Zurich, Switzerland in 1917 happened to be a place and time where a lot of influential people gathered World War I. Among them were the Russian revolutionary Vladimir Lenin and the famed novelist James Joyce. Another notable name: Tristan Tzara, who co-founded the anti-art movement known as Dada. At the time, an Englishman named Henry Carr was actually involved in a lawsuit with Joyce over a production of "The Importance of Being Earnest." They are the principal characters in the play, as told in flashback by way of the elderly Carr's flagging memory. Got that?

They are real, of course, but their interactions are imagined in a series of scenes, delivered nonsensically at times, featuring lengthy monologues, silly ditties, even stretches of gibberish.

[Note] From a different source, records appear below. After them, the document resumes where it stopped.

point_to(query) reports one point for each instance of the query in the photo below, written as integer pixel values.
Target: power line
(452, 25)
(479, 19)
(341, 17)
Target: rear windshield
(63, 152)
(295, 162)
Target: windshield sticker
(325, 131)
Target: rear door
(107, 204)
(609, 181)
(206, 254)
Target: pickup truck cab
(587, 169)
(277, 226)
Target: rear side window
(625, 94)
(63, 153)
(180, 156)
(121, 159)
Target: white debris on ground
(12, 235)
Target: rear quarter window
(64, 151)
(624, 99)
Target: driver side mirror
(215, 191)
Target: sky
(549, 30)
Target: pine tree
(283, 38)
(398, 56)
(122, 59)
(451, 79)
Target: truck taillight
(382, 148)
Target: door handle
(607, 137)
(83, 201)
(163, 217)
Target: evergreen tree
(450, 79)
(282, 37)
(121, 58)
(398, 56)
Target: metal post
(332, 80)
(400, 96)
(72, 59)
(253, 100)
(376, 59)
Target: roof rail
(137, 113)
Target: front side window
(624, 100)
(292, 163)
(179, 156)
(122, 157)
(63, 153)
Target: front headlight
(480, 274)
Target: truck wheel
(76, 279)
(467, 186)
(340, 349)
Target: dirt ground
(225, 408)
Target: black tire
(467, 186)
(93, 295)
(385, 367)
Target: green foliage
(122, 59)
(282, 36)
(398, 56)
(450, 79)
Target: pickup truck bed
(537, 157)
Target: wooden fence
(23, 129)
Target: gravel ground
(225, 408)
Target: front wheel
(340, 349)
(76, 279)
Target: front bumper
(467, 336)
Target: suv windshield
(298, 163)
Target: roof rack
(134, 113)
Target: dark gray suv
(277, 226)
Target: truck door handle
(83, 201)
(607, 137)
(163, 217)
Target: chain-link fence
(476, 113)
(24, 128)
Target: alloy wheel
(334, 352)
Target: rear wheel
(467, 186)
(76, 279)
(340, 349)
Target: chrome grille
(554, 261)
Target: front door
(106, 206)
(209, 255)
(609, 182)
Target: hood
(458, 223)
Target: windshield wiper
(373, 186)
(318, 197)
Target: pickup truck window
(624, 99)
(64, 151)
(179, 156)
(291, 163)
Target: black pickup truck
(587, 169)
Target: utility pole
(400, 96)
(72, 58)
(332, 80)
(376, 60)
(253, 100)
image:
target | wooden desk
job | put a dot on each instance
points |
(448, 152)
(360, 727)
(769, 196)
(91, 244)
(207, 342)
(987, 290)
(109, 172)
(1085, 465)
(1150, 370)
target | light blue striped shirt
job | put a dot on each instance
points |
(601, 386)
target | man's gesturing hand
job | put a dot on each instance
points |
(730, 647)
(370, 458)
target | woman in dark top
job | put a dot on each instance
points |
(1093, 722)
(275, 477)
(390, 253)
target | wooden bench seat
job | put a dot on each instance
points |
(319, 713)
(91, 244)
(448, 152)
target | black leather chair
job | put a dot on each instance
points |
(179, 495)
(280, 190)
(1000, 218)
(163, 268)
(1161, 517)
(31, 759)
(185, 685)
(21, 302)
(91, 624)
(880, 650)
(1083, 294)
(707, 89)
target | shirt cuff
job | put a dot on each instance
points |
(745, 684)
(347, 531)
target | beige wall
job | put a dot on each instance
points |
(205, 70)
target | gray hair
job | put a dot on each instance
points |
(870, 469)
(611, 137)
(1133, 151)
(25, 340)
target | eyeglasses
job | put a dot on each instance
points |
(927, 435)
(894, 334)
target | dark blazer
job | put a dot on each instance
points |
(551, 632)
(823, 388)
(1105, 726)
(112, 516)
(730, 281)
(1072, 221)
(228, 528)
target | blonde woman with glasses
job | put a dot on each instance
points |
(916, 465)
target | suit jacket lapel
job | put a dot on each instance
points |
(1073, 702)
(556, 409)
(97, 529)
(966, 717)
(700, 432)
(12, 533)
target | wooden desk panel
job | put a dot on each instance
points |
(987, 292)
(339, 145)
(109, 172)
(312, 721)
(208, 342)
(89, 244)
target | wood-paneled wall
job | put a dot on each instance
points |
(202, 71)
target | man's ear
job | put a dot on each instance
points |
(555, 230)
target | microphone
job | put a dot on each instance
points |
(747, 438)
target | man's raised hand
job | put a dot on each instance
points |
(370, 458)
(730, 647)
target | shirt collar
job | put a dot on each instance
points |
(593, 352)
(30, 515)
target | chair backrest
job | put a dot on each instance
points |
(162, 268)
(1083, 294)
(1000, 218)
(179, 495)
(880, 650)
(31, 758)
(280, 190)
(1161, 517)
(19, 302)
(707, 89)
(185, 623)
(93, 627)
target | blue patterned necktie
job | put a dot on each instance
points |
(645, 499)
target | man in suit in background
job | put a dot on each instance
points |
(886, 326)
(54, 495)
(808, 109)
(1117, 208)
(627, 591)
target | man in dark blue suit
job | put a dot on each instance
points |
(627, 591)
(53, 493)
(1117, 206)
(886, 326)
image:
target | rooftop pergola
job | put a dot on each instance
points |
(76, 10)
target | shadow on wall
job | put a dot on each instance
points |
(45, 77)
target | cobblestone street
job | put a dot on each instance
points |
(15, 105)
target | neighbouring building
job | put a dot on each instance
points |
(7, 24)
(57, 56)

Deciphering all of this is nearly impossible, but there is enlightenment at the end of this farcical tunnel. Stoppard offers much to ponder about the intersection of art, commerce, and politics. And in between the constant digressions, we get such pointed observations as "War is capitalism with gloves off."

Director Patrick Marber must be commended for enlivening the high-brow farce with delightfully madcap interludes.

The performances are striking. The ability alone to memorize and recite all that madcap material is impressive enough. But these multi-talented thespians do it with such zesty effortlessness, they make it all seem like so much fun.

It's quite possible that you're going to be hopelessly lost in "Travesties." And that's why a guide in your Playbill will be essential reading. But if it still doesn't help, your brain may just thank you for the workout.